Two teams of five skaters take to the track and one player from each team – the jammer – tries to score points by lapping opposing skaters. The remaining four players – the blockers – try to stop the opposing jammer by using their hips, bum and shoulders, while also helping their own jammer through the melee. It’s predominantly played by women and players claim it is the fastest growing women’s sport in the UK.
“Roller derby is the only sport I have ever truly enjoyed,” says Frieda, a skater with HARD, Hull’s first roller derby team, founded in 2010.
“A mid-30s woman on roller skates, hitting other people for fun? It is my stress release after challenging days. It is my time away from being a mother and my support network.”
Modern roller derby is fairly new in the UK, but its history goes back to the 1930s, when mixed-gender couples would skate in endurance races on banked tracks in cities across the United States. The sport evolved throughout the 20th century to include contact before dying out in the 1980s. It was then revived in 2003 as an amateur sport in Austin, Texas by the Texas Rollergirls. Crucially, they transferred it to a flat track that could fit in a sports hall, making it much more accessible and roller derby has since spread across the world.
Where does the sport sit in conversations about culture, though?
The early days of the modern game were heavy on theatre: players wore homemade outfits and skated under puntastic nicknames, while music accompanied the action on track. This riot grrl feel was a hallmark of the game, but it was also more than an aesthetic.

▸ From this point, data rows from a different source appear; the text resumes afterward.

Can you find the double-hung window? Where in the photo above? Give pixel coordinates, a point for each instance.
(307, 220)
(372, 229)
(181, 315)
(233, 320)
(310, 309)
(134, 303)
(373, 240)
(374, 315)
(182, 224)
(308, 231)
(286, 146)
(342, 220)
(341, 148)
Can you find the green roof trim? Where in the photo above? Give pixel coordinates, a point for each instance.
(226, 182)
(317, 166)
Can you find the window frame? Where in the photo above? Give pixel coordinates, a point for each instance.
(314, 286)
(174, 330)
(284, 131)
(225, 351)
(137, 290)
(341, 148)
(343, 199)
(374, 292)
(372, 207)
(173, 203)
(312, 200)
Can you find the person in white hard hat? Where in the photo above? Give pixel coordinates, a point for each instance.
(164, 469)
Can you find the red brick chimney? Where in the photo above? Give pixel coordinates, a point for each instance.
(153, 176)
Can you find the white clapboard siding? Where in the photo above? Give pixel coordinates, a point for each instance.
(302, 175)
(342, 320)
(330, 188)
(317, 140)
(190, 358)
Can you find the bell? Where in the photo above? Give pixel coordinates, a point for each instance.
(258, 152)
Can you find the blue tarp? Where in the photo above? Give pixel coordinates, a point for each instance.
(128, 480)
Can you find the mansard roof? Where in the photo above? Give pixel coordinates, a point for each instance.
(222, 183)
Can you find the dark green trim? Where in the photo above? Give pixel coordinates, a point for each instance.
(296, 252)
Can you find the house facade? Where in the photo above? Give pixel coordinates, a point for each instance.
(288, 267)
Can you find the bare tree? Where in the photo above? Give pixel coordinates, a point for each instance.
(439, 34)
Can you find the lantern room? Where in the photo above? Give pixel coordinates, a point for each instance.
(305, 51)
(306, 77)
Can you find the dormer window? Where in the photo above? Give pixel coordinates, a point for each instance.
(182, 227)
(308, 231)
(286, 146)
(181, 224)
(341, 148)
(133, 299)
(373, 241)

“From the beginning roller derby was a full contact sport, played exclusively by women, who could move away from ideas of femininity that were imposed on us and grow,” says Connie ‘Wheelie’ Binns, another skater with HARD.
Players’ nicknames still exist and are more than just a fancy flourish, instead helping people to reveal their true identity, as HARD’s own ‘Wheelie Binns’ explains.

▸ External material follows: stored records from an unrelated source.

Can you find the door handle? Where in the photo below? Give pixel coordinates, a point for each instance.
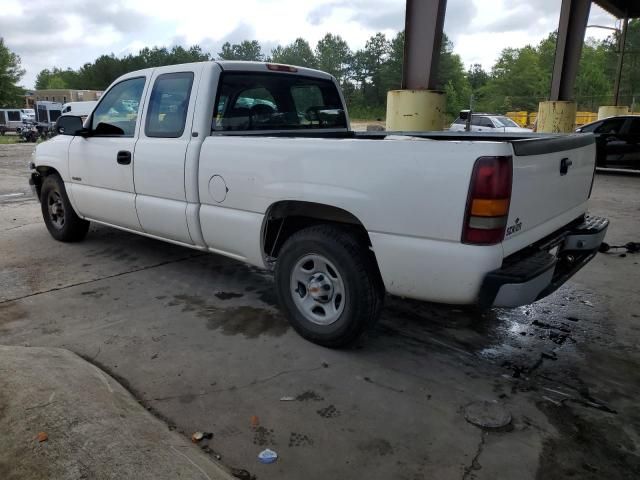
(124, 157)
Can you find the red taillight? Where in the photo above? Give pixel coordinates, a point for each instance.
(276, 67)
(488, 201)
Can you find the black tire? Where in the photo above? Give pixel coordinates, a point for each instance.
(61, 220)
(358, 277)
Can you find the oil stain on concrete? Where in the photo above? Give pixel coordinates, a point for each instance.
(250, 321)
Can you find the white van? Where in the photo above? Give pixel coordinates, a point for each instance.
(28, 114)
(47, 112)
(81, 109)
(11, 119)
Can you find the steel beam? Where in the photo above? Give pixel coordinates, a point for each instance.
(574, 15)
(424, 21)
(623, 42)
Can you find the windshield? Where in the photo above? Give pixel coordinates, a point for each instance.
(505, 122)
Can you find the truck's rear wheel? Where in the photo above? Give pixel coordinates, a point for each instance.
(328, 285)
(61, 220)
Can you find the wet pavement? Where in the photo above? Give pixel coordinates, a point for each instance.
(199, 341)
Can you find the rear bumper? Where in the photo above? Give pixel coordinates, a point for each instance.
(537, 273)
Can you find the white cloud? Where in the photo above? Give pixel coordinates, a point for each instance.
(85, 29)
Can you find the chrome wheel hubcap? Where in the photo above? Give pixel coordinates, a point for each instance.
(317, 289)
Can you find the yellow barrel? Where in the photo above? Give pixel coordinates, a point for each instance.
(556, 117)
(415, 110)
(606, 111)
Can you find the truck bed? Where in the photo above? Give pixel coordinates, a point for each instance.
(524, 144)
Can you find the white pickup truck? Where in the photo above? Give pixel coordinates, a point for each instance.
(257, 162)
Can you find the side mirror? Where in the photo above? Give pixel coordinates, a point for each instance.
(69, 125)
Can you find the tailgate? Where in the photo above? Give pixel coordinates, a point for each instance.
(552, 179)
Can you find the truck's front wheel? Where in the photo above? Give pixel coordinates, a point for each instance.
(328, 285)
(61, 220)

“Research into roller derby has suggested alter egos and names allow skaters to be themselves and be aggressive without repercussions,” says Connie. “It’s also a fun way that skaters can take on a new role.”
“It’s like our own superhero name,” adds Frieda, aka ‘F Bomb’. “And our super powers are our butts for blocking, or our sweet footwork for jamming.”

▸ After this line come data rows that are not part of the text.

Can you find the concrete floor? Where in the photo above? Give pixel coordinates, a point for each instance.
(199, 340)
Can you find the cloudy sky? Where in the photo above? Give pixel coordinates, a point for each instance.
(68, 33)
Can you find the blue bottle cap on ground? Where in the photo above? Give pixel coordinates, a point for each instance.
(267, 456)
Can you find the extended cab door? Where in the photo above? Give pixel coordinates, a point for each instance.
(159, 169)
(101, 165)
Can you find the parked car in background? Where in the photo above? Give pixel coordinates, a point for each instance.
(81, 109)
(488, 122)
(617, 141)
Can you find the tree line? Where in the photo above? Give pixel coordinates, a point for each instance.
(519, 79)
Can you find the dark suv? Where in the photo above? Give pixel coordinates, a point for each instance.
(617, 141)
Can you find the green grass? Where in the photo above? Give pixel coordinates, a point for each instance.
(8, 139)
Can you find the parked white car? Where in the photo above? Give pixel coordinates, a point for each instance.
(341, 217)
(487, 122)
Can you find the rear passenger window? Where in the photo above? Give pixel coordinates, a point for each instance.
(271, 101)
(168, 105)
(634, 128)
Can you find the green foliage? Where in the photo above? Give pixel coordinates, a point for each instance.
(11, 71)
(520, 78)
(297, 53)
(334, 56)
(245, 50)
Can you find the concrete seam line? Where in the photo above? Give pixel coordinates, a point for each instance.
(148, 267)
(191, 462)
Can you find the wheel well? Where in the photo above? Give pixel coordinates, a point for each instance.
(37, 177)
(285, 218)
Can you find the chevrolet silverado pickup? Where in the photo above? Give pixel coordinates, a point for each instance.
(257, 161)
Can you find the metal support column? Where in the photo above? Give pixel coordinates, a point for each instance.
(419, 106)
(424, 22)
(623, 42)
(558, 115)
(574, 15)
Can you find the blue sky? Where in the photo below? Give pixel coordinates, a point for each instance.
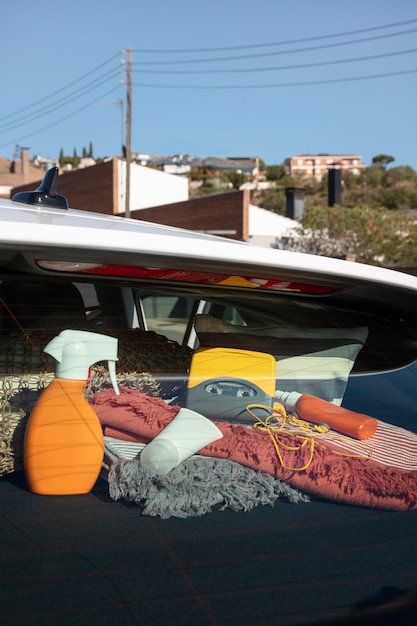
(270, 78)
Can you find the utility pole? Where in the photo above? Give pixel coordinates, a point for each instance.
(128, 128)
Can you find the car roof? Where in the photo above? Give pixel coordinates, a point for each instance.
(32, 233)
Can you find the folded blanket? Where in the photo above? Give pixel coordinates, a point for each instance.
(136, 417)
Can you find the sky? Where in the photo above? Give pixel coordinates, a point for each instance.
(224, 78)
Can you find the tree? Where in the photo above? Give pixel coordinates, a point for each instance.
(236, 178)
(398, 198)
(382, 160)
(370, 235)
(275, 172)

In that sense roller derby is as much a counter-cultural phenomenon as a minority sport. Roller derby may be less theatrical today but the feminist streak that drove its rebirth is as strong as ever, especially when it comes to body positivity and sexuality.
There is no body shaming in this sport; instead it’s a community which empowers you to love yourself because your body is your weapon.
“Our bodies are celebrated no matter what size,” says Frieda. “The bigger your behind, the better for getting in the way. Thick thighs are celebrated for strength and bony shoulders are perfect for getting you past blockers or catching a jammer.”
She continues, “One size fits all actually means one size fits all. There is no body shaming in this sport; instead it’s a community which empowers you to love yourself because your body is your weapon.”
Roller derby is also popular amongst LGBT people thanks to its welcoming and supportive sense of community.
That’s especially true for Connie: “I started playing roller derby to meet new people, but I stayed for a space that allowed me to be myself, something I had struggled to do for a while. I’ve known I was gay since I was young and I always felt like I had to be a certain way, but roller derby showed me there was no right or wrong way to be part of the LGBT community.”
“We get a chance to be ourselves instead and to be out in a community that doesn’t judge,” she says. “Roller derby is a giant family that just wants to make sure everyone in it is safe, loved and supported.”
Don’t let the strong sense of community mislead you, though. On track, players won’t hesitate to heap you on your backside in what is an incredibly athletic sport. It’s also mentally challenging, with players engaging both their attacking and defensive brains simultaneously.
If roller derby sounds like your kind of thing then HARD recruit new skaters throughout the year.
“We hold new intakes every 12 weeks and we coach you from scratch,” says Frieda. “Even if you have no experience of skating it is no problem, we will teach you.”